As has been much hyped, India does stand out as something of an outperformer in this rather bleak scenario. India is expected to grow by 7.3 per cent in 2015, the same rate as in 2014, and by 7.5 per cent in 2016. China is projected to grow by 6.8 per cent this year, 0.5 percentage point slower than the last, and decelerate by a further 0.5 percentage point next year. These forecasts suggest that commodity prices will remain soft, not good news for economies like Russia, Brazil and South Africa, all large commodity exporters. They also imply that there is likely to be persistent underutilisation of global capacity, which is not conducive to an investment recovery in any product that is tradeable. As many emerging markets settle into a low growth phase, their currencies will tend to depreciate, bringing another element of competition in a stagnant global trade scenario. The IMF expresses concern about the lack of policy room as far as conventional monetary and fiscal instruments are concerned and emphasises the need for structural, productivity-enhancing reforms.

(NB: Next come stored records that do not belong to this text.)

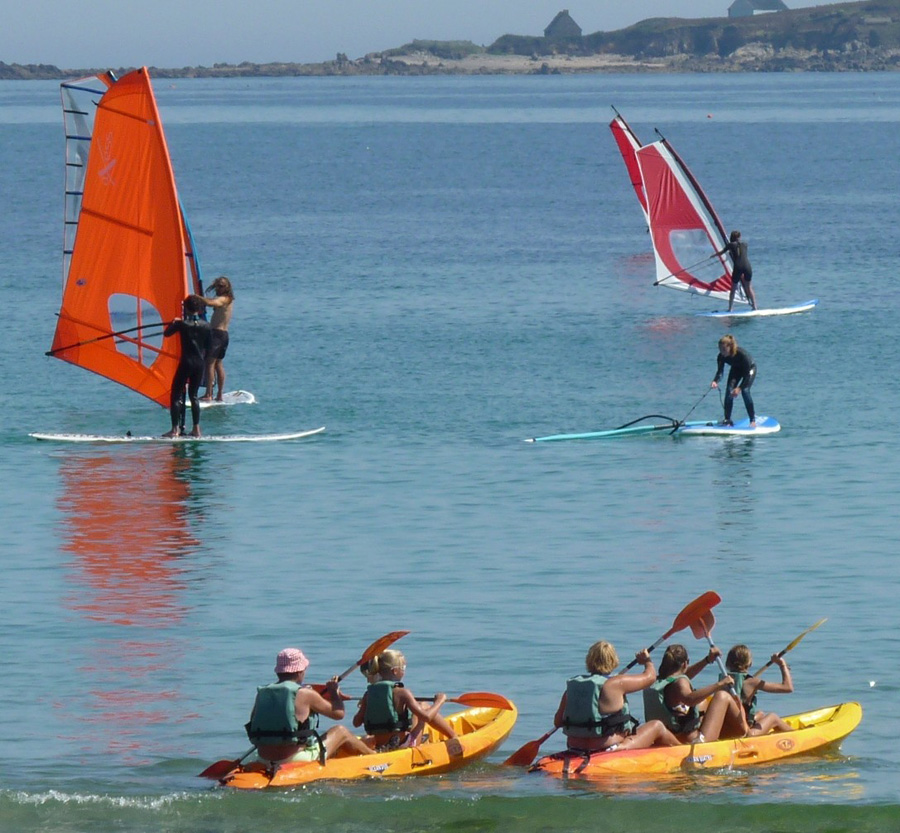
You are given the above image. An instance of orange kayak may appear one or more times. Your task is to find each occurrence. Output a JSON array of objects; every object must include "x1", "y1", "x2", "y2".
[
  {"x1": 530, "y1": 702, "x2": 862, "y2": 779},
  {"x1": 214, "y1": 692, "x2": 518, "y2": 790}
]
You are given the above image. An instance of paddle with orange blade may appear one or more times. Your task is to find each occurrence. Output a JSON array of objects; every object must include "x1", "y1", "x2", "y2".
[
  {"x1": 503, "y1": 590, "x2": 722, "y2": 766},
  {"x1": 313, "y1": 631, "x2": 409, "y2": 699},
  {"x1": 691, "y1": 610, "x2": 741, "y2": 701},
  {"x1": 199, "y1": 631, "x2": 409, "y2": 779},
  {"x1": 750, "y1": 619, "x2": 828, "y2": 677}
]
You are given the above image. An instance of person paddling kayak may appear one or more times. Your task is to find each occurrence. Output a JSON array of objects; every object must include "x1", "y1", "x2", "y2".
[
  {"x1": 553, "y1": 640, "x2": 679, "y2": 752},
  {"x1": 245, "y1": 648, "x2": 372, "y2": 763}
]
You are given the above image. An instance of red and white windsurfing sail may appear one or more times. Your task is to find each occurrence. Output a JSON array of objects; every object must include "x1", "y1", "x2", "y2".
[
  {"x1": 609, "y1": 107, "x2": 650, "y2": 225},
  {"x1": 635, "y1": 138, "x2": 746, "y2": 303},
  {"x1": 49, "y1": 67, "x2": 201, "y2": 406}
]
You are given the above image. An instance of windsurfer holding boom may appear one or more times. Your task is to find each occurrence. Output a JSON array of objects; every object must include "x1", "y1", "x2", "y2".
[
  {"x1": 202, "y1": 275, "x2": 234, "y2": 402},
  {"x1": 163, "y1": 295, "x2": 210, "y2": 437},
  {"x1": 716, "y1": 229, "x2": 756, "y2": 312}
]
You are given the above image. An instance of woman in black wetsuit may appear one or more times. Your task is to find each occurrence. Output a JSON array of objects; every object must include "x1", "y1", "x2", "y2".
[
  {"x1": 710, "y1": 335, "x2": 756, "y2": 428},
  {"x1": 718, "y1": 230, "x2": 756, "y2": 312},
  {"x1": 163, "y1": 295, "x2": 210, "y2": 437}
]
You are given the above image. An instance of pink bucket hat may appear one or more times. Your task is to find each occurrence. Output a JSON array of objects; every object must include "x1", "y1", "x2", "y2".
[{"x1": 275, "y1": 648, "x2": 309, "y2": 674}]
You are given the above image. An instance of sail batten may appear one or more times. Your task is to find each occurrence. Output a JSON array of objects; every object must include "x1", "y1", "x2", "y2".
[{"x1": 50, "y1": 68, "x2": 200, "y2": 406}]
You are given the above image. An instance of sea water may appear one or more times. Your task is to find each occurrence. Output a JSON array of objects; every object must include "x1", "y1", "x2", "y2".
[{"x1": 0, "y1": 73, "x2": 900, "y2": 833}]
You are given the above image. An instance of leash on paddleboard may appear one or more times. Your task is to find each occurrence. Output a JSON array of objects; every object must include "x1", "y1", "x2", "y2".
[{"x1": 670, "y1": 388, "x2": 712, "y2": 434}]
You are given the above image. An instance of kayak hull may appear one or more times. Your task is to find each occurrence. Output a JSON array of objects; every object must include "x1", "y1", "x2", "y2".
[
  {"x1": 220, "y1": 695, "x2": 518, "y2": 790},
  {"x1": 530, "y1": 702, "x2": 862, "y2": 779}
]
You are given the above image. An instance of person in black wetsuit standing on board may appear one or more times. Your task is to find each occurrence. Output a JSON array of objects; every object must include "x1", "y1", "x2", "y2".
[
  {"x1": 710, "y1": 334, "x2": 756, "y2": 428},
  {"x1": 163, "y1": 295, "x2": 210, "y2": 437},
  {"x1": 716, "y1": 230, "x2": 756, "y2": 312}
]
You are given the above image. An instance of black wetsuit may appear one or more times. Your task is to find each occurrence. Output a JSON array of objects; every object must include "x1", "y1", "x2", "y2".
[
  {"x1": 165, "y1": 316, "x2": 211, "y2": 428},
  {"x1": 713, "y1": 347, "x2": 756, "y2": 422},
  {"x1": 725, "y1": 240, "x2": 753, "y2": 281}
]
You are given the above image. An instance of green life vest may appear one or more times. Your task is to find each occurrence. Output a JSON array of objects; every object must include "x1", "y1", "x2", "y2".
[
  {"x1": 719, "y1": 671, "x2": 756, "y2": 723},
  {"x1": 563, "y1": 674, "x2": 637, "y2": 738},
  {"x1": 644, "y1": 674, "x2": 700, "y2": 732},
  {"x1": 245, "y1": 680, "x2": 319, "y2": 746},
  {"x1": 363, "y1": 680, "x2": 411, "y2": 735}
]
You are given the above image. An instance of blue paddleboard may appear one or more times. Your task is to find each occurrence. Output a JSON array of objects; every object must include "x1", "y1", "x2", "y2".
[{"x1": 675, "y1": 416, "x2": 781, "y2": 437}]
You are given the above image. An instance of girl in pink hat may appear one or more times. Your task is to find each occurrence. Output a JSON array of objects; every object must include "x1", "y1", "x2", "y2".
[{"x1": 246, "y1": 648, "x2": 372, "y2": 763}]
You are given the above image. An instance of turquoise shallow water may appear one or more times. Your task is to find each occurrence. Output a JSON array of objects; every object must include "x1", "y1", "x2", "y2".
[{"x1": 0, "y1": 74, "x2": 900, "y2": 831}]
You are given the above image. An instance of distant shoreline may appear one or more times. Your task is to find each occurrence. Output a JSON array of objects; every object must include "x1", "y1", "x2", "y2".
[{"x1": 0, "y1": 44, "x2": 900, "y2": 81}]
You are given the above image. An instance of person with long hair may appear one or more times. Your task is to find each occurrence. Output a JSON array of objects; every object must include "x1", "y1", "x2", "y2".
[
  {"x1": 710, "y1": 334, "x2": 756, "y2": 428},
  {"x1": 553, "y1": 640, "x2": 679, "y2": 753}
]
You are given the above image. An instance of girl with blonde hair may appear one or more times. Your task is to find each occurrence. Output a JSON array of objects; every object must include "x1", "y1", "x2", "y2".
[
  {"x1": 710, "y1": 333, "x2": 756, "y2": 428},
  {"x1": 725, "y1": 645, "x2": 794, "y2": 735},
  {"x1": 553, "y1": 640, "x2": 678, "y2": 753},
  {"x1": 353, "y1": 649, "x2": 456, "y2": 751}
]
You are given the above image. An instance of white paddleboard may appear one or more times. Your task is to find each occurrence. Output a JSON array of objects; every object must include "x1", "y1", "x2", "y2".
[
  {"x1": 197, "y1": 390, "x2": 256, "y2": 408},
  {"x1": 696, "y1": 298, "x2": 819, "y2": 318},
  {"x1": 675, "y1": 416, "x2": 781, "y2": 437},
  {"x1": 28, "y1": 425, "x2": 325, "y2": 443}
]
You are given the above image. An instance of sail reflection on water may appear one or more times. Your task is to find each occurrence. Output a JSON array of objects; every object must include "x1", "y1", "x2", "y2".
[{"x1": 58, "y1": 447, "x2": 202, "y2": 763}]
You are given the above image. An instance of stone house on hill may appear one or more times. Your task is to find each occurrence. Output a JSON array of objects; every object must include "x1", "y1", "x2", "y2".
[
  {"x1": 544, "y1": 9, "x2": 581, "y2": 38},
  {"x1": 728, "y1": 0, "x2": 787, "y2": 17}
]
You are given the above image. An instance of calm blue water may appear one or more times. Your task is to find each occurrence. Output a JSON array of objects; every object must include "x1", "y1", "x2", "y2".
[{"x1": 0, "y1": 74, "x2": 900, "y2": 833}]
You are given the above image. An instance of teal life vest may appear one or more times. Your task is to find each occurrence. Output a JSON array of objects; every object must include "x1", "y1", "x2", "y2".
[
  {"x1": 719, "y1": 671, "x2": 757, "y2": 723},
  {"x1": 363, "y1": 680, "x2": 412, "y2": 735},
  {"x1": 563, "y1": 674, "x2": 638, "y2": 738},
  {"x1": 245, "y1": 680, "x2": 319, "y2": 746},
  {"x1": 644, "y1": 674, "x2": 700, "y2": 733}
]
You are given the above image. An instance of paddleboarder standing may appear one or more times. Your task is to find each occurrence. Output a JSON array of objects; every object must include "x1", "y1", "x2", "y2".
[{"x1": 710, "y1": 333, "x2": 756, "y2": 428}]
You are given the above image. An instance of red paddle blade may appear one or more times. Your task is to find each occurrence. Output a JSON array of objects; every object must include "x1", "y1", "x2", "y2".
[
  {"x1": 668, "y1": 590, "x2": 722, "y2": 638},
  {"x1": 691, "y1": 610, "x2": 716, "y2": 639}
]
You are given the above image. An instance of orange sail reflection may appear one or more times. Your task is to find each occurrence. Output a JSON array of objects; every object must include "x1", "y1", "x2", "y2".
[{"x1": 58, "y1": 447, "x2": 202, "y2": 763}]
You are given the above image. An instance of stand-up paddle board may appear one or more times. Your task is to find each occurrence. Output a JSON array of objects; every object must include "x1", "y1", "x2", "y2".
[
  {"x1": 200, "y1": 390, "x2": 256, "y2": 408},
  {"x1": 675, "y1": 416, "x2": 781, "y2": 437},
  {"x1": 525, "y1": 420, "x2": 707, "y2": 443},
  {"x1": 28, "y1": 425, "x2": 325, "y2": 443},
  {"x1": 696, "y1": 298, "x2": 819, "y2": 318}
]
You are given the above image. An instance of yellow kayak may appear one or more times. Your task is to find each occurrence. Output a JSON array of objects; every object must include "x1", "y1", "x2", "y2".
[
  {"x1": 530, "y1": 703, "x2": 862, "y2": 778},
  {"x1": 214, "y1": 692, "x2": 518, "y2": 790}
]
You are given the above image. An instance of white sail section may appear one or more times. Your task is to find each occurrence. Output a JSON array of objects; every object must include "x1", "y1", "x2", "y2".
[
  {"x1": 60, "y1": 75, "x2": 109, "y2": 288},
  {"x1": 635, "y1": 139, "x2": 746, "y2": 303}
]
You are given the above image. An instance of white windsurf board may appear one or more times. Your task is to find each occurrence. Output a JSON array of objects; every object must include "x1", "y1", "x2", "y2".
[
  {"x1": 196, "y1": 390, "x2": 256, "y2": 408},
  {"x1": 28, "y1": 425, "x2": 325, "y2": 443},
  {"x1": 696, "y1": 298, "x2": 819, "y2": 318}
]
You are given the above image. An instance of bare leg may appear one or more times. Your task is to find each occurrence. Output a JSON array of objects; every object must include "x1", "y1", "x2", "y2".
[
  {"x1": 747, "y1": 712, "x2": 791, "y2": 737},
  {"x1": 741, "y1": 278, "x2": 756, "y2": 309},
  {"x1": 619, "y1": 720, "x2": 681, "y2": 749},
  {"x1": 202, "y1": 359, "x2": 214, "y2": 402},
  {"x1": 216, "y1": 359, "x2": 225, "y2": 402},
  {"x1": 700, "y1": 691, "x2": 746, "y2": 740},
  {"x1": 322, "y1": 725, "x2": 372, "y2": 758}
]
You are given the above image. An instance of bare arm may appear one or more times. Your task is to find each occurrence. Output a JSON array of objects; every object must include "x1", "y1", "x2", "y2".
[
  {"x1": 294, "y1": 677, "x2": 344, "y2": 723},
  {"x1": 756, "y1": 654, "x2": 794, "y2": 694}
]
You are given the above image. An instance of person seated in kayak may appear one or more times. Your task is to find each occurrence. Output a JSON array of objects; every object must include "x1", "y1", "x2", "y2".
[
  {"x1": 710, "y1": 334, "x2": 756, "y2": 428},
  {"x1": 644, "y1": 644, "x2": 748, "y2": 743},
  {"x1": 353, "y1": 650, "x2": 456, "y2": 751},
  {"x1": 553, "y1": 640, "x2": 679, "y2": 752},
  {"x1": 720, "y1": 645, "x2": 794, "y2": 735},
  {"x1": 245, "y1": 648, "x2": 372, "y2": 763}
]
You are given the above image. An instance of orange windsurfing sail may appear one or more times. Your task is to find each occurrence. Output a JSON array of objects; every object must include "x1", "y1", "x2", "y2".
[{"x1": 48, "y1": 67, "x2": 201, "y2": 407}]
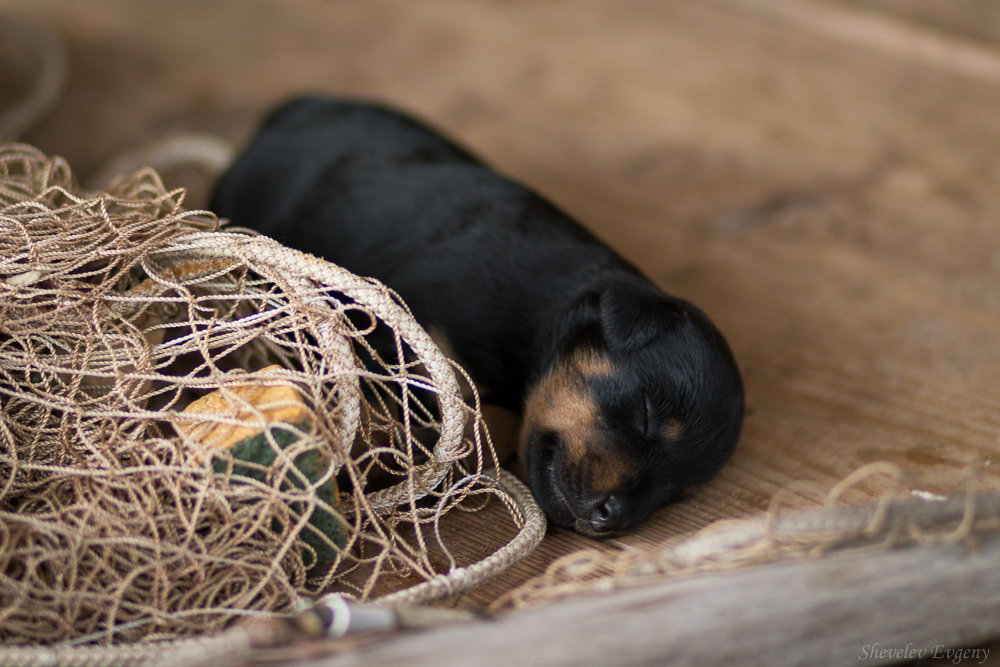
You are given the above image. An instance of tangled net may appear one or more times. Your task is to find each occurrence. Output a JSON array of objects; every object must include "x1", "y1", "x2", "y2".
[{"x1": 0, "y1": 145, "x2": 544, "y2": 644}]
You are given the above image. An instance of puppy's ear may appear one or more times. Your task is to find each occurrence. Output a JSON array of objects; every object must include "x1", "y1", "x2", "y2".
[{"x1": 601, "y1": 280, "x2": 688, "y2": 350}]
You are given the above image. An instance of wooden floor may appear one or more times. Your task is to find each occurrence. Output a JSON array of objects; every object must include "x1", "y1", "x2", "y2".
[{"x1": 0, "y1": 0, "x2": 1000, "y2": 640}]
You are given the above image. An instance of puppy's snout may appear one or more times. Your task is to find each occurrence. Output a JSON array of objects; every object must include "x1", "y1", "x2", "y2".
[{"x1": 590, "y1": 493, "x2": 626, "y2": 533}]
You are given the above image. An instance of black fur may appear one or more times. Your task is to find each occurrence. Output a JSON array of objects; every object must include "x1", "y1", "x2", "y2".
[{"x1": 212, "y1": 98, "x2": 743, "y2": 535}]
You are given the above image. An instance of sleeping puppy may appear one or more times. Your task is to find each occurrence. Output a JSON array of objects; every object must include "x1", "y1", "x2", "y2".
[{"x1": 212, "y1": 98, "x2": 743, "y2": 537}]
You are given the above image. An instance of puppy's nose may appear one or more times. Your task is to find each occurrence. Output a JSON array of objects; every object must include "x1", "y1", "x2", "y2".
[{"x1": 590, "y1": 493, "x2": 625, "y2": 533}]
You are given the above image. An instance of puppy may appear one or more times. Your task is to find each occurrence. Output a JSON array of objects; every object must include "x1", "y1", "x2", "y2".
[{"x1": 212, "y1": 98, "x2": 744, "y2": 537}]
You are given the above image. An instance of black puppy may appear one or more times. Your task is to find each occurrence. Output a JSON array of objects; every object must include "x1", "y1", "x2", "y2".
[{"x1": 212, "y1": 98, "x2": 743, "y2": 536}]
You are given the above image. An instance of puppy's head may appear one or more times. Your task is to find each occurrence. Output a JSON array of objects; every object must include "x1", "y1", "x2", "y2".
[{"x1": 520, "y1": 280, "x2": 744, "y2": 537}]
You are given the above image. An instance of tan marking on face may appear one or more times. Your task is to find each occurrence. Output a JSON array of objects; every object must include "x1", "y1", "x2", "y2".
[
  {"x1": 590, "y1": 456, "x2": 629, "y2": 494},
  {"x1": 518, "y1": 352, "x2": 610, "y2": 465},
  {"x1": 660, "y1": 418, "x2": 684, "y2": 440}
]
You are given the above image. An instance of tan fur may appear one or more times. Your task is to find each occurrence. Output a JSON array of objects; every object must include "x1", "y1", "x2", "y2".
[
  {"x1": 518, "y1": 350, "x2": 613, "y2": 465},
  {"x1": 590, "y1": 456, "x2": 629, "y2": 493}
]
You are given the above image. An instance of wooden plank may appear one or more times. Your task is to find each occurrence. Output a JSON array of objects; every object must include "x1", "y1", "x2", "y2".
[{"x1": 297, "y1": 534, "x2": 1000, "y2": 667}]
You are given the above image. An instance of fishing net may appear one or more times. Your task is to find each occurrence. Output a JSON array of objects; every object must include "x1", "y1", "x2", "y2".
[{"x1": 0, "y1": 145, "x2": 544, "y2": 644}]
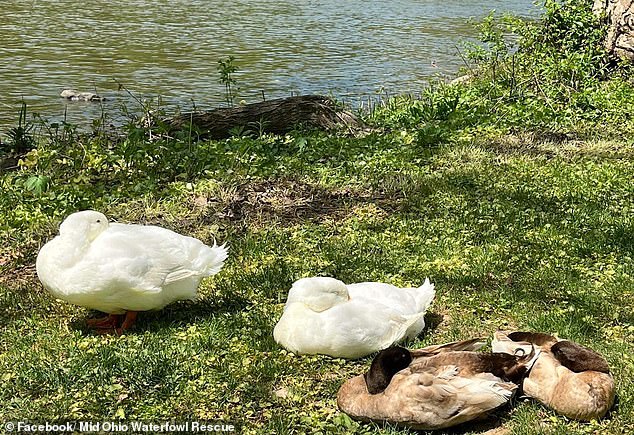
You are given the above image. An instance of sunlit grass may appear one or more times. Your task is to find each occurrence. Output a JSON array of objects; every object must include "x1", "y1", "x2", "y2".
[{"x1": 0, "y1": 126, "x2": 634, "y2": 434}]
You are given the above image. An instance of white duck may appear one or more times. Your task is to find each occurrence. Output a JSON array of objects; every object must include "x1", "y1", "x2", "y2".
[
  {"x1": 36, "y1": 210, "x2": 227, "y2": 334},
  {"x1": 273, "y1": 277, "x2": 435, "y2": 358}
]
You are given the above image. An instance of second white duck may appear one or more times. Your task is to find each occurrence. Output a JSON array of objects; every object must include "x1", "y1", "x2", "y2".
[{"x1": 273, "y1": 277, "x2": 435, "y2": 358}]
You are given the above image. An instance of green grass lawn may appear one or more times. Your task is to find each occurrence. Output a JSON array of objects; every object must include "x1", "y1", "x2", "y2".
[
  {"x1": 0, "y1": 124, "x2": 634, "y2": 434},
  {"x1": 0, "y1": 4, "x2": 634, "y2": 435}
]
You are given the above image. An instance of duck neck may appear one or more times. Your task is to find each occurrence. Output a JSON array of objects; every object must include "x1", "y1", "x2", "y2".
[{"x1": 49, "y1": 235, "x2": 90, "y2": 268}]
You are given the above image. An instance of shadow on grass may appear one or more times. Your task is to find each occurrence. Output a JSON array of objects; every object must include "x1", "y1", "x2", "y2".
[{"x1": 70, "y1": 295, "x2": 249, "y2": 335}]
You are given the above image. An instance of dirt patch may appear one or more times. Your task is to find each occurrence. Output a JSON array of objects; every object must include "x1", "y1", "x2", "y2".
[{"x1": 207, "y1": 179, "x2": 402, "y2": 225}]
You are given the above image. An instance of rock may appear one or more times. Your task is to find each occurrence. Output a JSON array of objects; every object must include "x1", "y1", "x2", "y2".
[
  {"x1": 592, "y1": 0, "x2": 634, "y2": 61},
  {"x1": 59, "y1": 89, "x2": 105, "y2": 101},
  {"x1": 449, "y1": 74, "x2": 473, "y2": 85}
]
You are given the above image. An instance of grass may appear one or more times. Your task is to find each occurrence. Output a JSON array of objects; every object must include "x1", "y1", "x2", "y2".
[
  {"x1": 0, "y1": 2, "x2": 634, "y2": 434},
  {"x1": 0, "y1": 127, "x2": 634, "y2": 434}
]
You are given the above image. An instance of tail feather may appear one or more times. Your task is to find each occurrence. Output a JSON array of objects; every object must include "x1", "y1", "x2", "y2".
[
  {"x1": 203, "y1": 240, "x2": 229, "y2": 276},
  {"x1": 412, "y1": 337, "x2": 486, "y2": 358},
  {"x1": 416, "y1": 278, "x2": 436, "y2": 312}
]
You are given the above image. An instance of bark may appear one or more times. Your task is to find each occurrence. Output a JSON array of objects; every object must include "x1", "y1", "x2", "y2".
[
  {"x1": 163, "y1": 95, "x2": 360, "y2": 139},
  {"x1": 592, "y1": 0, "x2": 634, "y2": 61}
]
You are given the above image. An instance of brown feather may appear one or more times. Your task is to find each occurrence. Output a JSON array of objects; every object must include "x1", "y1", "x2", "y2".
[{"x1": 550, "y1": 340, "x2": 610, "y2": 373}]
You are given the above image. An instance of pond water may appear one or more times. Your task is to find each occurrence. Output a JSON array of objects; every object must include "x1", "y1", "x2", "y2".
[{"x1": 0, "y1": 0, "x2": 538, "y2": 127}]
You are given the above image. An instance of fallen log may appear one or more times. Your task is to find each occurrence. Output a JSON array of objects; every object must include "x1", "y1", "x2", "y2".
[{"x1": 162, "y1": 95, "x2": 360, "y2": 139}]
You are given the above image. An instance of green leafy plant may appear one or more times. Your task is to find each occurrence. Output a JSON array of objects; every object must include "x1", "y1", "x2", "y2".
[{"x1": 218, "y1": 56, "x2": 238, "y2": 107}]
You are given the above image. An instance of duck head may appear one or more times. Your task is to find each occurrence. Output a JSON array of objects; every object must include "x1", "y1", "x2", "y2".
[
  {"x1": 364, "y1": 346, "x2": 412, "y2": 394},
  {"x1": 59, "y1": 210, "x2": 108, "y2": 243},
  {"x1": 286, "y1": 277, "x2": 350, "y2": 313}
]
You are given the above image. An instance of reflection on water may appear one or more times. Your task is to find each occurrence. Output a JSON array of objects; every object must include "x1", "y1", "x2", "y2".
[{"x1": 0, "y1": 0, "x2": 536, "y2": 126}]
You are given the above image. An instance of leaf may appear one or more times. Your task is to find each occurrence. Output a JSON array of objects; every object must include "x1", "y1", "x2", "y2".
[{"x1": 24, "y1": 175, "x2": 50, "y2": 195}]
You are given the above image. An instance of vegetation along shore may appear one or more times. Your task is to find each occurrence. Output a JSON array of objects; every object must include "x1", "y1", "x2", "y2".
[{"x1": 0, "y1": 0, "x2": 634, "y2": 434}]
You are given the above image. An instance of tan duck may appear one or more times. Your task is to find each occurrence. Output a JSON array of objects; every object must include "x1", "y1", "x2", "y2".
[
  {"x1": 337, "y1": 339, "x2": 535, "y2": 430},
  {"x1": 492, "y1": 332, "x2": 614, "y2": 420}
]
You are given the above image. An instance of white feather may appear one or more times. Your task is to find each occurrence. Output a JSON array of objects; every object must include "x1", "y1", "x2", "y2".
[{"x1": 36, "y1": 210, "x2": 227, "y2": 314}]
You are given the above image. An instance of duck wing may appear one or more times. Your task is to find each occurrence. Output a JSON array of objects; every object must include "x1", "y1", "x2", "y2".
[
  {"x1": 84, "y1": 223, "x2": 227, "y2": 292},
  {"x1": 383, "y1": 365, "x2": 517, "y2": 430},
  {"x1": 347, "y1": 279, "x2": 436, "y2": 315},
  {"x1": 273, "y1": 299, "x2": 424, "y2": 358}
]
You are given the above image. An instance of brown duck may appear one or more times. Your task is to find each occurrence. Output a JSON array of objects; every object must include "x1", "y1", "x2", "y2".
[
  {"x1": 337, "y1": 339, "x2": 535, "y2": 430},
  {"x1": 492, "y1": 332, "x2": 614, "y2": 420}
]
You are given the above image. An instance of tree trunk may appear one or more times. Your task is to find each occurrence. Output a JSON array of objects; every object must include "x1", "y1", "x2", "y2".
[
  {"x1": 592, "y1": 0, "x2": 634, "y2": 61},
  {"x1": 163, "y1": 95, "x2": 359, "y2": 139}
]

This message must be taken very seriously by Indian policymakers, who risk being driven into a trap of complacency because India will grow faster than China. Serious, broad-based and deep-penetrating structural reforms are the only way to emulate China's growth performance over the past three decades; a couple of years of growing at a faster rate do not take India anywhere close to that aspiration. The reform agenda is not unknown or obscure; every government since 1991 has, in varying degrees, moved along the same broad trajectory. But, it is all too clear that the two stumbling blocks that governments encounter time and again are complacency and political bottlenecks. The IMF's assessment should be seen as a warning that favourable global conditions will not offset domestic hindrances for some time to come. Clearly, India's economic future is now almost exclusively in India's own hands.